Exploring laser-induced acute and chronic retinal vein occlusion mouse models: Development, temporal in vivo imaging, and application perspectives

Abstract

Photodynamic venous occlusion is a commonly accepted method for establishing mouse models of retinal vein occlusion (RVO). However, existing model parameters do not distinguish between acute and chronic RVO subtypes. Large variations in laser energy seem to correlate with fluctuating retinopathy severity and high rates of venous recanalization during the acute phase, along with the variable levels of retinal perfusion during the chronic phase. After optimizing the modeling procedure and defining success and exclusion criteria, laser energy groups of 80mW, 100mW, and 120mW were established. Multimodal imaging confirmed that higher energy levels increased the incidence of retinal cystoid edema and intraretinal hemorrhage, exacerbated the severity of exudative retinal detachment, and reduced the venous recanalization rate. For the acute model, 100mW was considered an appropriate parameter for balancing moderate retinopathy and venous recanalization. Continuous imaging follow-up revealed that day 1 after RVO was the optimal observation point for peaking of retinal thickness and intensive occurrence of retinal cystic edema and intraretinal hemorrhage. After excluding the influence of venous recanalization on retinal thickness, acute retinal edema demonstrated a positive response to standard anti-vascular endothelial growth factor therapy, validating the clinical relevance of the acute RVO model for further study in pathogenic mechanisms and therapeutic efficacy. For the chronic model, the 120mW parameter with the lowest venous recanalization rate was applied, accompanied by an increase in both photocoagulation shots and range to ensure sustained vein occlusion. Imaging follow-up clarified non-ischemic retinopathy characterized by tortuosity and dilation of the distal end, branches, and adjacent veins of the occluded vein. These morphological changes are quantifiable and could be combined with electrophysiological functional assessment for treatment effectiveness evaluation. Moreover, the stable state of venous occlusion may facilitate investigations into response and compensation mechanisms under conditions of chronic retinal hypoperfusion.

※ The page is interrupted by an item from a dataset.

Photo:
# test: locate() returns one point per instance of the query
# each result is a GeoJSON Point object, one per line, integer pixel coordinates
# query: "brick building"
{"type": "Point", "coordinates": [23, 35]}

Fig 1. Major vein identification and laser focus adjustment for photocoagulation.

(A) Distinction of the major retina arteries and veins at the posterior pole of the fundus. Red and blue marks represented retinal major arteries and veins, respectively. Five to six arteries and veins respectively emanated from the optic disc and were arranged in an alternating spoke-like pattern. Retinal arteries were thin and bright red, with obvious reflective walls, and might send out two to three branches at the posterior pole of the fundus. Retinal veins were thick and dark red, and did not give off branches at the posterior pole of the fundus. (B) Focus adjustment procedure during the photocoagulation. The visual axis was aligned with the laser path for centering the optic disc and clear visibility of major blood vessels. Partial fundus structure blurring caused by misalignment should be avoided. The laser focus was adjusted to target a small segment of the vein at the laser indication point until the wall reflection appeared, while simultaneously blurring the surrounding retinal structure to achieve an optimal photocoagulation condition.

Fig 2. Success and exclusion criteria for the RVO mouse model.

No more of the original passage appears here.